A rookie last year, Gaskin worked his way from gameday inactive, to backup running back and now the team leader in carries and rushing yards.
"Even when have a few days off, I come in and just do some stuff and Myles is on the field doing ladder drills, running," Dolphins linebacker Jerome Baker said. "He's a guy that does way more than what they ask him."
Gaskin is just one example of the type of players Flores and General Manager Chris Grier are looking for. His tireless work habits are encouraging for a variety of reasons, but two in particular. One, his improvement from Year 1 to this season has yielded more production out of the running back position. And two, Gaskin is a microcosm for the other acquisitions made on this roster since the Flores-Grier pairing materialized.
One of those acquisitions is Robert Hunt, one of three rookies on the offensive line. Recently, veteran center Ted Karras acknowledged the ego-less, hungry mindset of Hunt, Solomon Kindley and Austin Jackson along the line.
"(The rookies are) great men that want to do the right things, are eager to learn and, I guess, 'ego-less' in trying to get better," Karras said. "Obviously a very, very talented group – all highly drafted – and guys that came in and just want to listen and work and do the right thing and help the team win in any way they can."
Today, Hunt revealed how he spent his bye week.
"I was here," Hunt said. "A lot of guys were here getting workouts in. Just staying proactive on your body and working on things I think I needed to work on myself personally."
Quarterback Tua Tagovailoa will make his first career start Sunday against the Rams. When he does, he'll be the seventh rookie in team history to do so, joining Ryan Tannehill (2012), John Beck (2007), Dan Marino (1983), David Woodley (1980), Bob Griese (1967) and Rick Norton (1966).
Jesse Davis concludes our look around the bye week with an observation during his scheduled time off.
"He's cool and comfortable in the pocket," Davis said of Tagovailoa. "He's confident in the huddle. I walked in here on the bye week and he's in the quarterback room watching tape and studying. That was very pleasing to see."
Gaskin confirmed Davis' take on the rookie's level of comfort heading into his first start.
"I think he's getting more comfortable with the role now that it's his," Gaskin said. "He's stepping up, communicating a lot, so he's doing everything you want to see out of an NFL quarterback. I think (Ryan) Fitzpatrick has taught him a lot and you see that trickledown effect."
Finally, we get some perspective from a guy that sees Tagovailoa every day from the defensive perspective.

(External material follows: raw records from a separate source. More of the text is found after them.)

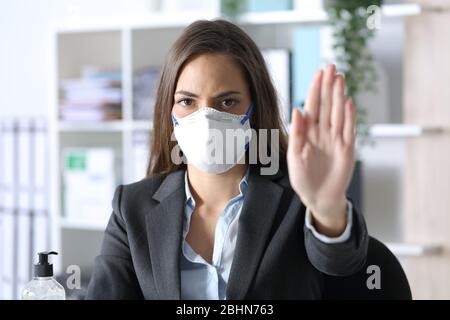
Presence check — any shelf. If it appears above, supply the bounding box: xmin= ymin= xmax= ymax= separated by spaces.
xmin=370 ymin=124 xmax=444 ymax=138
xmin=386 ymin=242 xmax=442 ymax=257
xmin=53 ymin=3 xmax=422 ymax=33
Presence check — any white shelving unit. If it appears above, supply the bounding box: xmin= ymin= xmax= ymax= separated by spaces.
xmin=49 ymin=4 xmax=420 ymax=271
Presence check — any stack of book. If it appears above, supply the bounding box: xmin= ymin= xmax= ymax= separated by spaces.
xmin=60 ymin=72 xmax=122 ymax=121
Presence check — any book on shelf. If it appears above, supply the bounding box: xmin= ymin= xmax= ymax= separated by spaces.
xmin=0 ymin=119 xmax=51 ymax=299
xmin=133 ymin=67 xmax=160 ymax=120
xmin=63 ymin=147 xmax=116 ymax=227
xmin=59 ymin=69 xmax=122 ymax=122
xmin=132 ymin=131 xmax=150 ymax=182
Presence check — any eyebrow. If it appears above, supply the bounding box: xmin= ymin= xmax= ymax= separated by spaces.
xmin=175 ymin=90 xmax=242 ymax=99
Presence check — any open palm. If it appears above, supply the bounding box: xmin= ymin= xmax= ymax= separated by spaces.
xmin=287 ymin=65 xmax=355 ymax=225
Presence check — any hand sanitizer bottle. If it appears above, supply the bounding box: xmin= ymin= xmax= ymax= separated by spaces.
xmin=22 ymin=251 xmax=66 ymax=300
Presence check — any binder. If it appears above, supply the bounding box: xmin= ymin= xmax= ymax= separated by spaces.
xmin=0 ymin=119 xmax=50 ymax=299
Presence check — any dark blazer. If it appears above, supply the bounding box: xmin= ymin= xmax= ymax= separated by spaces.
xmin=87 ymin=166 xmax=369 ymax=300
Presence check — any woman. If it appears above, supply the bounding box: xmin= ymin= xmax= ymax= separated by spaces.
xmin=87 ymin=20 xmax=368 ymax=299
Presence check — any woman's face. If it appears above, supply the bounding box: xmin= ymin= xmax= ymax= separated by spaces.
xmin=172 ymin=54 xmax=250 ymax=118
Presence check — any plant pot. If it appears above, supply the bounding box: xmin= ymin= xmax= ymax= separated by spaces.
xmin=347 ymin=160 xmax=363 ymax=212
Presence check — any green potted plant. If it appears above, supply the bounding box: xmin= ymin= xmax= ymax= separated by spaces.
xmin=325 ymin=0 xmax=382 ymax=212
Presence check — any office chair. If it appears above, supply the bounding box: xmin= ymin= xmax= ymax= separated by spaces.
xmin=324 ymin=237 xmax=412 ymax=300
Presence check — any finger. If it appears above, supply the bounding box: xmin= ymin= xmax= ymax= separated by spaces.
xmin=344 ymin=98 xmax=356 ymax=145
xmin=305 ymin=70 xmax=323 ymax=124
xmin=319 ymin=64 xmax=336 ymax=129
xmin=331 ymin=75 xmax=345 ymax=137
xmin=289 ymin=108 xmax=305 ymax=152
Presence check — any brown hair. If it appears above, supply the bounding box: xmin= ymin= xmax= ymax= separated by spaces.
xmin=147 ymin=20 xmax=287 ymax=177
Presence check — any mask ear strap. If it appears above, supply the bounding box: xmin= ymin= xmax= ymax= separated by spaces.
xmin=170 ymin=112 xmax=178 ymax=127
xmin=241 ymin=102 xmax=253 ymax=124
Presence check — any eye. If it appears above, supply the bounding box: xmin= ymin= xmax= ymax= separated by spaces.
xmin=221 ymin=99 xmax=239 ymax=108
xmin=177 ymin=99 xmax=194 ymax=107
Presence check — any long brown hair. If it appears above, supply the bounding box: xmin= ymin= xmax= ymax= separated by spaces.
xmin=147 ymin=20 xmax=287 ymax=177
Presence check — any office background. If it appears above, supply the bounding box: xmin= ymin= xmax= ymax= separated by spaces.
xmin=0 ymin=0 xmax=450 ymax=299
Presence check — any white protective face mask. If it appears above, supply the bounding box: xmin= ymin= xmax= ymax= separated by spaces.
xmin=172 ymin=104 xmax=253 ymax=173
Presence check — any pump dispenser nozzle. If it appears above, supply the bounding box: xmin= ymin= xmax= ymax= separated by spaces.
xmin=34 ymin=251 xmax=58 ymax=277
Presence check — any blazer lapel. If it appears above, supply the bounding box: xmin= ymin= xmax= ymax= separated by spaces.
xmin=227 ymin=167 xmax=284 ymax=300
xmin=146 ymin=170 xmax=186 ymax=299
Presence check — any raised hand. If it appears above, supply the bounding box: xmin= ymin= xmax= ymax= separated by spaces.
xmin=287 ymin=65 xmax=355 ymax=236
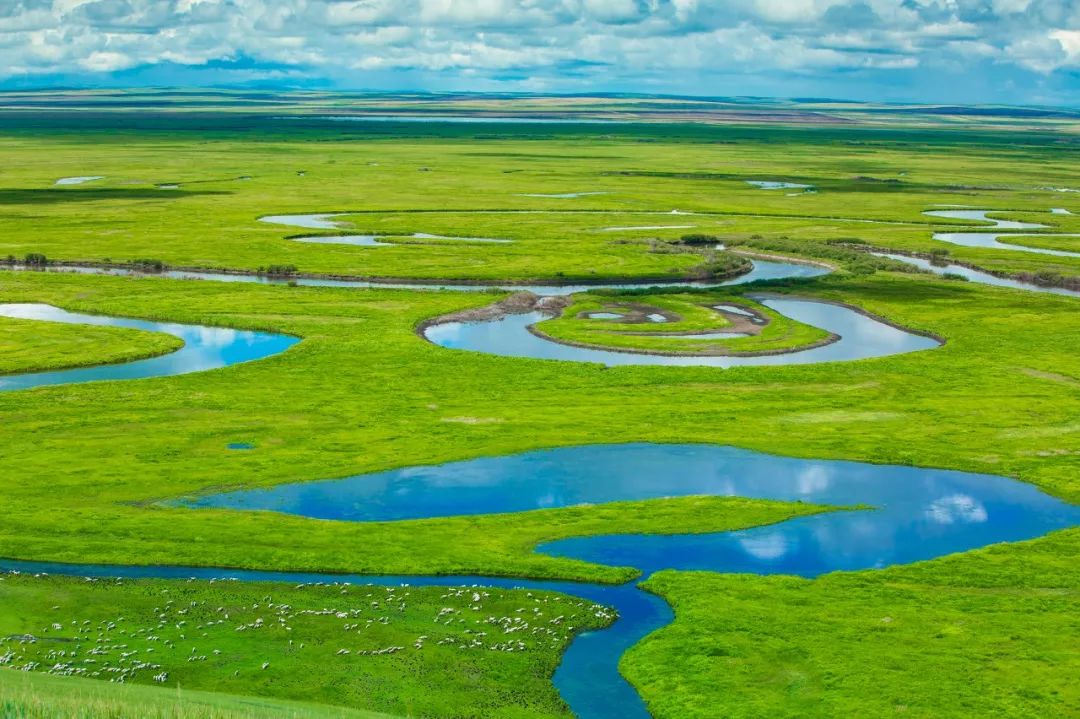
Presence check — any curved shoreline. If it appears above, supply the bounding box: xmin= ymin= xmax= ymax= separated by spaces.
xmin=414 ymin=293 xmax=947 ymax=358
xmin=0 ymin=302 xmax=300 ymax=392
xmin=0 ymin=258 xmax=760 ymax=290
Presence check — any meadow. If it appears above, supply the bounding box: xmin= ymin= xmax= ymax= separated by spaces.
xmin=0 ymin=98 xmax=1080 ymax=718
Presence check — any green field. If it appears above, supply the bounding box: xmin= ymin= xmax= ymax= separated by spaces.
xmin=0 ymin=98 xmax=1080 ymax=719
xmin=535 ymin=291 xmax=832 ymax=354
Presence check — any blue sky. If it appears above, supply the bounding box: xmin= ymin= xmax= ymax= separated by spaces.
xmin=0 ymin=0 xmax=1080 ymax=107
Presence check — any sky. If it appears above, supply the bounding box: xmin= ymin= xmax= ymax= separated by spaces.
xmin=0 ymin=0 xmax=1080 ymax=107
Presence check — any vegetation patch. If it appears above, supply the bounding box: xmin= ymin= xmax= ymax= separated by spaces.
xmin=620 ymin=530 xmax=1080 ymax=719
xmin=530 ymin=290 xmax=836 ymax=356
xmin=0 ymin=317 xmax=184 ymax=375
xmin=0 ymin=574 xmax=615 ymax=718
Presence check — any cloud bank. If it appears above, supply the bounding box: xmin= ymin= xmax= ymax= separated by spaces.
xmin=0 ymin=0 xmax=1080 ymax=105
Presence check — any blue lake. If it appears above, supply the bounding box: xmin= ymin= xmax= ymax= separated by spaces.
xmin=0 ymin=303 xmax=299 ymax=392
xmin=423 ymin=297 xmax=941 ymax=367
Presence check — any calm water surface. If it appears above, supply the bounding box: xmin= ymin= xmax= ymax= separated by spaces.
xmin=922 ymin=209 xmax=1080 ymax=257
xmin=0 ymin=303 xmax=299 ymax=391
xmin=423 ymin=297 xmax=941 ymax=367
xmin=176 ymin=444 xmax=1080 ymax=719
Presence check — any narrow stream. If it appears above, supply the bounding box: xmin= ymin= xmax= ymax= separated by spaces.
xmin=922 ymin=209 xmax=1080 ymax=257
xmin=0 ymin=444 xmax=1080 ymax=719
xmin=423 ymin=296 xmax=941 ymax=367
xmin=0 ymin=303 xmax=300 ymax=392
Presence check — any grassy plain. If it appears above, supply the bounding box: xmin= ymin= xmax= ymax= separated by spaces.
xmin=0 ymin=575 xmax=611 ymax=717
xmin=0 ymin=317 xmax=184 ymax=375
xmin=536 ymin=291 xmax=828 ymax=354
xmin=0 ymin=112 xmax=1080 ymax=281
xmin=0 ymin=103 xmax=1080 ymax=717
xmin=0 ymin=671 xmax=392 ymax=719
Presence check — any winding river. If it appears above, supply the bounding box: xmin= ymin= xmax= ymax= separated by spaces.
xmin=922 ymin=209 xmax=1080 ymax=257
xmin=0 ymin=207 xmax=1080 ymax=719
xmin=423 ymin=296 xmax=941 ymax=367
xmin=0 ymin=444 xmax=1080 ymax=719
xmin=0 ymin=303 xmax=300 ymax=392
xmin=258 ymin=213 xmax=513 ymax=247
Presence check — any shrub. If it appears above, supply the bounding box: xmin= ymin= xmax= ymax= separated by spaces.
xmin=131 ymin=259 xmax=168 ymax=272
xmin=258 ymin=264 xmax=299 ymax=277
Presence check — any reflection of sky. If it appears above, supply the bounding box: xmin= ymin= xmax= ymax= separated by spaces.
xmin=922 ymin=209 xmax=1047 ymax=230
xmin=0 ymin=304 xmax=298 ymax=391
xmin=424 ymin=298 xmax=939 ymax=367
xmin=870 ymin=253 xmax=1080 ymax=297
xmin=934 ymin=232 xmax=1080 ymax=257
xmin=4 ymin=255 xmax=828 ymax=296
xmin=193 ymin=444 xmax=1080 ymax=575
xmin=913 ymin=209 xmax=1080 ymax=258
xmin=927 ymin=494 xmax=987 ymax=525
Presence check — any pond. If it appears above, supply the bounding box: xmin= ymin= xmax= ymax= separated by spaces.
xmin=168 ymin=444 xmax=1080 ymax=719
xmin=922 ymin=209 xmax=1080 ymax=257
xmin=0 ymin=303 xmax=299 ymax=392
xmin=423 ymin=296 xmax=941 ymax=367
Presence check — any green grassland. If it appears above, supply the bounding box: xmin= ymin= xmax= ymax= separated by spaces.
xmin=535 ymin=291 xmax=829 ymax=354
xmin=0 ymin=105 xmax=1080 ymax=719
xmin=0 ymin=113 xmax=1080 ymax=281
xmin=621 ymin=530 xmax=1080 ymax=719
xmin=0 ymin=575 xmax=612 ymax=717
xmin=0 ymin=317 xmax=184 ymax=375
xmin=0 ymin=660 xmax=392 ymax=719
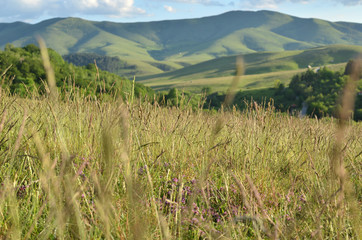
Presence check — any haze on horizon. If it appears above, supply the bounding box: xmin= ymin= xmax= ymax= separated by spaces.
xmin=0 ymin=0 xmax=362 ymax=23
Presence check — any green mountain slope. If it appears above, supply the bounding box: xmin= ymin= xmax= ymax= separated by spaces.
xmin=138 ymin=45 xmax=362 ymax=91
xmin=0 ymin=11 xmax=362 ymax=75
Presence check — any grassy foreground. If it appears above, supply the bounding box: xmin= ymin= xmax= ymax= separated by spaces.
xmin=0 ymin=86 xmax=362 ymax=239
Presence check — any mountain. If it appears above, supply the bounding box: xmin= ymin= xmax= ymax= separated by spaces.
xmin=138 ymin=45 xmax=362 ymax=92
xmin=0 ymin=11 xmax=362 ymax=75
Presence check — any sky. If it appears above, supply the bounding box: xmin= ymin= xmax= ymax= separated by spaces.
xmin=0 ymin=0 xmax=362 ymax=23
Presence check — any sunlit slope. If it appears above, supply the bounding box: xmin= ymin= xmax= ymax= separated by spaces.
xmin=0 ymin=11 xmax=362 ymax=75
xmin=138 ymin=45 xmax=362 ymax=90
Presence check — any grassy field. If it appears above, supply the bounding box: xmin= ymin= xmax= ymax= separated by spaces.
xmin=0 ymin=85 xmax=362 ymax=239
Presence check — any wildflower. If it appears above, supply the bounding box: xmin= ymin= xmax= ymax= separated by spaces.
xmin=16 ymin=185 xmax=27 ymax=198
xmin=191 ymin=218 xmax=199 ymax=224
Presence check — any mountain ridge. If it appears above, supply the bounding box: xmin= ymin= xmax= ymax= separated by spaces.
xmin=0 ymin=10 xmax=362 ymax=75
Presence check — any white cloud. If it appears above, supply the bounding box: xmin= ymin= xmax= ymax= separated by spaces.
xmin=163 ymin=5 xmax=176 ymax=12
xmin=0 ymin=0 xmax=146 ymax=21
xmin=240 ymin=0 xmax=362 ymax=9
xmin=153 ymin=0 xmax=225 ymax=6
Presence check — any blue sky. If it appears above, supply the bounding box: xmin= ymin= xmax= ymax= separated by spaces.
xmin=0 ymin=0 xmax=362 ymax=23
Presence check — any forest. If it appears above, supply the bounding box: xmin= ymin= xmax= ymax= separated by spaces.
xmin=0 ymin=44 xmax=154 ymax=98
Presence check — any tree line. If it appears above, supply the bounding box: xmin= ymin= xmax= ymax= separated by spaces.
xmin=0 ymin=44 xmax=154 ymax=98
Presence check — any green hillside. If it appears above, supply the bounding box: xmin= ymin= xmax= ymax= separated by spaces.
xmin=0 ymin=11 xmax=362 ymax=76
xmin=0 ymin=44 xmax=154 ymax=98
xmin=138 ymin=45 xmax=362 ymax=91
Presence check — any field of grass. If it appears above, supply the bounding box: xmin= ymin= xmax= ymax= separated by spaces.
xmin=0 ymin=85 xmax=362 ymax=239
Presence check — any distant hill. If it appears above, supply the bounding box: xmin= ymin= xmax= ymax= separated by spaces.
xmin=138 ymin=45 xmax=362 ymax=91
xmin=0 ymin=11 xmax=362 ymax=75
xmin=0 ymin=44 xmax=154 ymax=98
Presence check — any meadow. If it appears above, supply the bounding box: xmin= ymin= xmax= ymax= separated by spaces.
xmin=0 ymin=42 xmax=362 ymax=239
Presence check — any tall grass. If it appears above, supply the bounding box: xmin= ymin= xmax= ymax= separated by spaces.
xmin=0 ymin=43 xmax=362 ymax=239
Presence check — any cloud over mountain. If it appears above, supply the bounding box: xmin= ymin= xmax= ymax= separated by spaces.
xmin=0 ymin=0 xmax=145 ymax=20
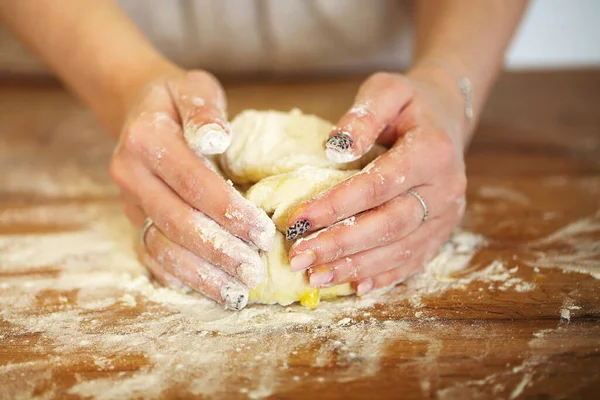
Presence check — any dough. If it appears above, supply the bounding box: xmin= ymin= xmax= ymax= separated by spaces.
xmin=246 ymin=166 xmax=358 ymax=308
xmin=246 ymin=166 xmax=358 ymax=232
xmin=219 ymin=109 xmax=382 ymax=308
xmin=221 ymin=109 xmax=377 ymax=183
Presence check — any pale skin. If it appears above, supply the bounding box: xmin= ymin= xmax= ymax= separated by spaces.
xmin=0 ymin=0 xmax=526 ymax=309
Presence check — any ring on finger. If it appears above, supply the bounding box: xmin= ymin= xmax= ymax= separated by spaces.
xmin=140 ymin=218 xmax=154 ymax=247
xmin=406 ymin=189 xmax=429 ymax=222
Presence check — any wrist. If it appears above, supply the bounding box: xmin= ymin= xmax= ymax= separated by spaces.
xmin=407 ymin=59 xmax=476 ymax=145
xmin=108 ymin=56 xmax=182 ymax=135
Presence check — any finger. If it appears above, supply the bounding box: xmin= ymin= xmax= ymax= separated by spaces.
xmin=145 ymin=227 xmax=249 ymax=310
xmin=286 ymin=134 xmax=426 ymax=240
xmin=290 ymin=185 xmax=446 ymax=271
xmin=116 ymin=156 xmax=265 ymax=287
xmin=168 ymin=71 xmax=231 ymax=155
xmin=139 ymin=250 xmax=190 ymax=291
xmin=325 ymin=73 xmax=412 ymax=163
xmin=308 ymin=218 xmax=455 ymax=287
xmin=286 ymin=125 xmax=466 ymax=240
xmin=121 ymin=198 xmax=146 ymax=228
xmin=353 ymin=222 xmax=451 ymax=296
xmin=116 ymin=88 xmax=275 ymax=250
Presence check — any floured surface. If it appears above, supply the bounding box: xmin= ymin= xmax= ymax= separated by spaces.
xmin=0 ymin=202 xmax=600 ymax=399
xmin=0 ymin=78 xmax=600 ymax=399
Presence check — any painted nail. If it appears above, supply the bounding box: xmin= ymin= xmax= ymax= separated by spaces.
xmin=356 ymin=279 xmax=373 ymax=296
xmin=309 ymin=267 xmax=333 ymax=287
xmin=285 ymin=219 xmax=310 ymax=240
xmin=221 ymin=285 xmax=248 ymax=310
xmin=325 ymin=133 xmax=354 ymax=153
xmin=325 ymin=133 xmax=360 ymax=163
xmin=290 ymin=250 xmax=317 ymax=272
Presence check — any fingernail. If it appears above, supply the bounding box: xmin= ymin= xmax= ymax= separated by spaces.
xmin=285 ymin=219 xmax=310 ymax=240
xmin=356 ymin=279 xmax=373 ymax=296
xmin=221 ymin=285 xmax=248 ymax=310
xmin=325 ymin=133 xmax=360 ymax=163
xmin=183 ymin=123 xmax=231 ymax=155
xmin=290 ymin=250 xmax=317 ymax=272
xmin=309 ymin=267 xmax=333 ymax=287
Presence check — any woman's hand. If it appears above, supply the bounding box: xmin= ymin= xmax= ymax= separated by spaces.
xmin=110 ymin=70 xmax=275 ymax=309
xmin=288 ymin=66 xmax=469 ymax=295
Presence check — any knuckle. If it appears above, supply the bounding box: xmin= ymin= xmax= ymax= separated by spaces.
xmin=435 ymin=133 xmax=456 ymax=168
xmin=121 ymin=122 xmax=143 ymax=154
xmin=369 ymin=72 xmax=398 ymax=87
xmin=451 ymin=173 xmax=467 ymax=200
xmin=108 ymin=158 xmax=128 ymax=188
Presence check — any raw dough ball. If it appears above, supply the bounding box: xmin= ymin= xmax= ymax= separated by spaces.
xmin=246 ymin=166 xmax=358 ymax=232
xmin=246 ymin=166 xmax=358 ymax=308
xmin=249 ymin=232 xmax=354 ymax=308
xmin=220 ymin=109 xmax=383 ymax=308
xmin=220 ymin=109 xmax=380 ymax=183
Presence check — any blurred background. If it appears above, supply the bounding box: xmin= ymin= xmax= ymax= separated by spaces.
xmin=507 ymin=0 xmax=600 ymax=69
xmin=0 ymin=0 xmax=600 ymax=76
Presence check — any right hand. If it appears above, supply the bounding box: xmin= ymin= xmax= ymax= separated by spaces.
xmin=110 ymin=70 xmax=275 ymax=309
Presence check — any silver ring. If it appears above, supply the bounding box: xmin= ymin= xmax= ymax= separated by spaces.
xmin=140 ymin=218 xmax=154 ymax=247
xmin=406 ymin=189 xmax=429 ymax=222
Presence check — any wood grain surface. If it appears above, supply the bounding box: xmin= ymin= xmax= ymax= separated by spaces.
xmin=0 ymin=71 xmax=600 ymax=399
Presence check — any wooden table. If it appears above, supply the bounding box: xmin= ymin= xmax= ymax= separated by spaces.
xmin=0 ymin=71 xmax=600 ymax=399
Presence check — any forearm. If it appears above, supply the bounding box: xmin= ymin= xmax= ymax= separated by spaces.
xmin=0 ymin=0 xmax=175 ymax=134
xmin=413 ymin=0 xmax=527 ymax=128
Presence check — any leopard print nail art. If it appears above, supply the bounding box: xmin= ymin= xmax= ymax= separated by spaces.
xmin=285 ymin=219 xmax=310 ymax=240
xmin=325 ymin=133 xmax=354 ymax=153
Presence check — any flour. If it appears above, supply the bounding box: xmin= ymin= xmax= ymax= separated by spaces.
xmin=0 ymin=203 xmax=540 ymax=399
xmin=525 ymin=210 xmax=600 ymax=279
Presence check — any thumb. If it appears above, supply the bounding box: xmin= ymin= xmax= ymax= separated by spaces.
xmin=169 ymin=71 xmax=231 ymax=155
xmin=325 ymin=72 xmax=412 ymax=163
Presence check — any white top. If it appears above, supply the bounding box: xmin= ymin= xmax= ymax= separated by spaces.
xmin=0 ymin=0 xmax=411 ymax=74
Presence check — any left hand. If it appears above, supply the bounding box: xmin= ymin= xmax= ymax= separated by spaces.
xmin=288 ymin=66 xmax=469 ymax=295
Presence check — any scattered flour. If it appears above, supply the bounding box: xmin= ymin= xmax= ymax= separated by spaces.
xmin=0 ymin=202 xmax=544 ymax=399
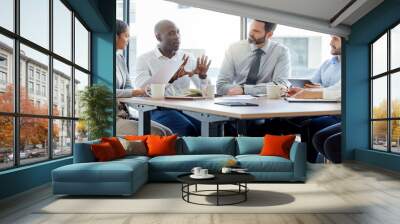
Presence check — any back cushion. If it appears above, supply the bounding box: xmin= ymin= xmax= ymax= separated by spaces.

"He looks good," Dolphins cornerback Byron Jones said. "He's zipping the ball, he looks confident. It's cool to see young guys play well and I think he's one of those guys. He's learning a lot from Fitzpatrick and putting it to good use."
Their Seventh Rodeo
Sunday is a new experience for the Dolphins quarterback, but it'll be the seventh look at this 2020 Miami secondary. Opposing passing attacks have not surpassed 150 net passing yards in the last two games, a product of the unit rounding in to form, according to Jones.
"We're starting to build a chemistry as a secondary," Jones said. "The young guys are getting up to speed but it's nice to be out there with the vets. We're communicating a lot better and that's a plus to have the vets out there for that."
Jones knows their communication will be tested against an offense that uses motion at the second-highest clip in the NFL behind only the San Francisco 49ers.
"One of the biggest components to an offense like this is communicating offense pre-snap," Jones said. So, understanding where the motions can come from and how that changes our defense. It's about being on the same page because they have different snap counts, different shift and motions. We have to communicate pre-snap as opposed to when the ball is being snapped."
Thursday Injury Report
Two Dolphins did not practice on Thursday: Wide receivers Jakeem Grant (illness) and Lynn Bowden Jr. (not injury related).
Rams tight end Tyler Higbee was limited with a hand injury on Thursday.